With an impending trial, Christus Hospital-St. Mary has reportedly settled a medical malpractice lawsuit alleging the health care provider and a nurse negligently caused a newborn’s skull fracture. On behalf of her baby, Ezra Dorsey, Annie Dorsey filed suit against Christus and Leslie Lovelace in Jefferson County, Texas District Court, according to The Southeast Texas Record.
According to the petition, Ezra and her twin brother were born prematurely on Aug. 14, 2010. Ezra was then admitted to the neonatal intensive care unit. On Sept. 13, 2010, Ezra suffered a skull fracture after she was dropped or pulled to the floor by Lovelace, a registered nurse who was responsible for taking care of the infant.

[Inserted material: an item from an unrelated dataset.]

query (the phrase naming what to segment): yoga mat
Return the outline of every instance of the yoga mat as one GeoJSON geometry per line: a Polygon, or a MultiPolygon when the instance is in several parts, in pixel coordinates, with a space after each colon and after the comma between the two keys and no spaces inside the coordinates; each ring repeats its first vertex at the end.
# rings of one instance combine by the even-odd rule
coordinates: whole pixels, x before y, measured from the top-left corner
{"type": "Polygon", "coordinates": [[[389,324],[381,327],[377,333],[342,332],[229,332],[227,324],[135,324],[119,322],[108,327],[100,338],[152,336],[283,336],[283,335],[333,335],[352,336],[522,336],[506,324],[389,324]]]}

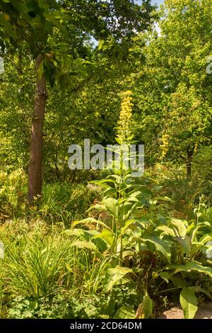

Court records show Christus transferred Ezra to UTMB hospital in Galveston “for an expert evaluation by a neurosurgeon and a neurologist based upon the request of Ezra’s family.” Dorsey claims that neurosurgeon, Dr. Aaron Mohanty, evaluated Ezra a few months after her fall and opined that the fall caused Ezra’s skull fracture, the skull fracture caused “significant trauma”, and the fracture had not yet healed, court records show.
Dorsey further contended that in October of 2011, pediatric neurosurgeon Dr. Timothy George of Dell Children’s Medical Center of Texas evaluated Ezra and issued a report, in which he attributed the skull fracture to Ezra’s fall, noted that Ezra was hyperactive, and recommended a follow-up visit with a developmental pediatrician.
Dorsey asserted that J. Walter Bordages, Ph.D., performed developmental tests on Ezra and prepared a neuropsychological evaluation report, in which he saidthat Ezra’s evaluation “supported his diagnoses of a neurocognitive disorder due to traumatic brain injury with behavioral disturbance as a result of the skull fracture.”
Dorsey contended that Bordages’ conclusions were confirmed by Dr. Jerry Tomasovic, who, testified by deposition that the skull fracture resulted in a traumatic brain injury to Ezra, and that Christus and Lovelace breached the applicable standard of care, based upon a reasonable medical probability.
In response, Christus and Lovelace successfully moved for summary judgment, asserting that Tomasovic, who is Dorsey’s “only retained expert qualified to opine as to causation” had “testified that he could not opine within a reasonable degree of medical probability that Ezra Dorsey suffered any underlying brain injury as a result of Defendants’ actions,” leaving Dorsey “unable to provide any reliable expert testimony that Ezra Dorsey’s neurological injuries, if any, were causally related to Defendants’ alleged negligence,” according to the opinion.
Christus and Lovelace further argued that because Dorsey was unable to provide evidence of causation, he failed to prove that any future lost wages or medical costs are attributable to the alleged negligence.
On Oct. 15 the Ninth Court of Appeals found the expert report failed to provide enough of a correlation between cause and injury.
Justices opined that since Tomasovic himself testified that he could not “connect the dots” between the skull fracture and Ezra’s alleged neurological injury, his testimony does not produce enough evidence of causation, leading justices to affirm Christus’ summary judgment win.
According to a courthouse official, the parties reached a settlement in mediation. However, as of Feb. 8, no notice of settlement is on record.